Thursday, June 28, 2012

6.28.2012 LINCOLN'S PASSIVISM

this is taken from 'lincoln' by david herbert donald. Lincoln seems a man, more than any i have ever known or known about, who combines the ability do act with great power in the lowliest manner. often i find myself silently weeping as i read of something he says, the manner in which he goes about a matter, his patient suffering...he has a wiff of Jesus about him that is beautiful to me.

this author portrays him in a way i have yet to encounter. his thesis is to attempt to understand why lincoln  related to events in the way he did. it is wholly different than other lincoln books i have read. it has
1. helped me to understand the civil war much better as to how it actually progressed.
2. it has shown lincoln, who, to this time i was of the hopeful opinion that he was a follower of Christ, in a way that makes me think not so certainly in that direction. the author states that in the crisis of the presidency his references to God increased and seemingly his faith in God increased also. he never was a member of a church and rarely attended is my understanding...i hope to see him in when, by God's grace, i may come there.
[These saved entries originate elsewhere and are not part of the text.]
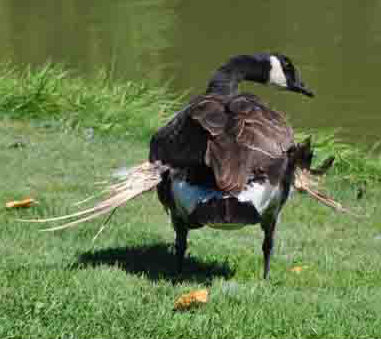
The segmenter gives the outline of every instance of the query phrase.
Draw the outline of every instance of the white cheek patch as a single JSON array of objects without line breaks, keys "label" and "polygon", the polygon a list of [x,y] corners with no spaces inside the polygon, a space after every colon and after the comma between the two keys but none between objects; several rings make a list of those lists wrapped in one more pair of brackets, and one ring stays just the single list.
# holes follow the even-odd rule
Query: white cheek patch
[{"label": "white cheek patch", "polygon": [[282,65],[276,56],[270,56],[270,65],[269,83],[280,87],[287,87],[286,75],[284,74]]}]

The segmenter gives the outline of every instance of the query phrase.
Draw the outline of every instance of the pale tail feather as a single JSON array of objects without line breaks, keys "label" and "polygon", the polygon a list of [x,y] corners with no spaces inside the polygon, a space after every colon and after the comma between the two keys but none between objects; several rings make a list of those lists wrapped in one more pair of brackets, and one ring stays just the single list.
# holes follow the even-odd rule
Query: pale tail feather
[{"label": "pale tail feather", "polygon": [[[161,181],[160,173],[164,169],[165,166],[145,162],[139,166],[131,168],[126,174],[126,178],[124,178],[122,182],[110,185],[109,188],[105,190],[109,193],[109,197],[100,201],[92,208],[54,218],[20,221],[32,223],[49,223],[77,218],[74,221],[65,223],[63,225],[43,229],[42,231],[57,231],[76,226],[82,222],[86,222],[107,214],[113,209],[124,205],[128,200],[135,198],[143,192],[154,189]],[[91,199],[88,198],[86,200]]]},{"label": "pale tail feather", "polygon": [[356,217],[362,217],[361,215],[353,213],[350,209],[342,206],[339,202],[335,201],[328,195],[313,189],[318,183],[311,178],[311,173],[308,170],[296,169],[294,187],[297,191],[305,192],[313,199],[316,199],[319,203],[333,208],[337,212],[348,213]]}]

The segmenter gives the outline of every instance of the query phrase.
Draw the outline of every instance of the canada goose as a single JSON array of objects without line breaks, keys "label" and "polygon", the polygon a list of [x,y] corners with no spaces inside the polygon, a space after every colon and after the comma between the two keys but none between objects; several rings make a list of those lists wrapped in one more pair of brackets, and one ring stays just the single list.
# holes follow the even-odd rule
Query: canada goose
[{"label": "canada goose", "polygon": [[152,137],[150,162],[167,167],[157,191],[175,230],[179,272],[190,229],[260,223],[263,276],[269,276],[278,215],[303,147],[295,144],[283,113],[255,95],[238,93],[242,80],[313,96],[285,55],[234,56],[215,72],[205,95],[191,100]]}]

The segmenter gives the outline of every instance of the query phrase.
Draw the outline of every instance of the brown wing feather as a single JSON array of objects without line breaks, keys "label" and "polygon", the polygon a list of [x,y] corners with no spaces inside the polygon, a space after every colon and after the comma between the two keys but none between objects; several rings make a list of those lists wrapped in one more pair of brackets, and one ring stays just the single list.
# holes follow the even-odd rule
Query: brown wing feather
[{"label": "brown wing feather", "polygon": [[208,166],[219,189],[242,190],[249,175],[275,173],[276,179],[292,145],[284,114],[255,96],[206,95],[153,136],[150,161],[197,171]]},{"label": "brown wing feather", "polygon": [[246,183],[248,149],[221,135],[208,141],[205,162],[213,169],[217,186],[223,191],[241,190]]},{"label": "brown wing feather", "polygon": [[205,166],[204,157],[210,133],[190,117],[187,107],[178,112],[152,136],[150,162],[160,161],[172,167]]},{"label": "brown wing feather", "polygon": [[224,105],[212,98],[198,103],[192,110],[191,117],[197,120],[211,136],[223,133],[228,122]]},{"label": "brown wing feather", "polygon": [[[275,114],[278,113],[278,118]],[[293,143],[292,130],[279,112],[250,111],[242,117],[244,126],[237,134],[237,142],[248,148],[260,148],[273,156],[281,156]]]},{"label": "brown wing feather", "polygon": [[193,106],[192,118],[208,132],[205,163],[221,190],[242,190],[249,175],[274,172],[293,145],[284,114],[255,99],[208,96]]}]

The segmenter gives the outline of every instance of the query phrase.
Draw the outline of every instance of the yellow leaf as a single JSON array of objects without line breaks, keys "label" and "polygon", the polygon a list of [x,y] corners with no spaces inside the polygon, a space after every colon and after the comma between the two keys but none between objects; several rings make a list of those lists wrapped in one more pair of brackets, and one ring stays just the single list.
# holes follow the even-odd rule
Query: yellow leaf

below is what the author feels is the key to understanding Lincoln in his handling of circumstances and situations he encountered..

'..this biography highlights a basic trait of character evident throughout l's life; the essential passivity of his nature. l himself recognized it in a letter he wrote on april 4, 1864, to albert g. hodges, a fellow kentuckian, who asked him to explain why he had shifted from his inaugural pledge not to interfere with slavery to a policy of emancipation. after relating how circumstances had obliged him to change his mind- how emancipation and the use of african-american soldiers had become military necessities-the president concluded; 'in telling this tale i attempt no compliment to my own sagacity. i claim not to have controlled events, but confess plainly that events have controlled me'.

from his earliest days LINCOLN HAD A SENSE THAT HIS DESTINY WAS CONTROLLED BY SOME LARGER FORCE, some higher power. turning away from orthodox christianity because of the emotional excesses of frontier evangelicalism, he found it easier as a young man to accept what was called the Doctrine of Necessity, which he defined as the belief 'that the human mind is impelled to action, or held in rest by some power, over which the mind itself has no control'. later he frequently quoted to his patner, william h. herndon, the lines from hamlet;

there's a divinity that shapes our ends,
rough-hew them how we will.

from l's fatalism derived some of his most lovable traits; his compassion, his tolerance, his willingness to overlook mistakes. that belief did not, of course, lead him to lethargy or diddipation. like thousands of calvinists who believed in predestination, he worked indefatigably for a better world-for himself, for his family, and for his nation. but it helped to buffer the many reverses that he experience and enabled him to continue a strenuous life of aspiration.

it also made for a pragmatic approach to problems, a recognition that if one solution was fated not to work another could be tried. 'my policy is to have no policy'  became a kind of moto for l-a motto that infuriated the sober, doctrinaire people around him who were inclined to think that the president had no principles either. he might have offended his critics  less if he had more often used the analogy he gave james g. blaine when explaining his course on Reconstruction: 'the pilots on our western rivers steer from POINT TO POINT as they call it-setting the course of the boat no farther than they can see; and that is all i propose to myself in this great problem'.

both statements suggest l's reluctance to take the initiative and make bold plans; HE PREFERRED TO RESPOND TO THE ACTIONS OF OTHERS. they also show why l in his own distinctively american way had the quality john keats defined as forming 'a man of achievement', that quality 'which shakespeare possessed so enormously...Negative Capability, that is WHEN A MAN IS CAPABLE OF BEING IN UNCERTAINTIES, MYSTERIES , DOUBTS, without any irritable reaching after fact and reason'.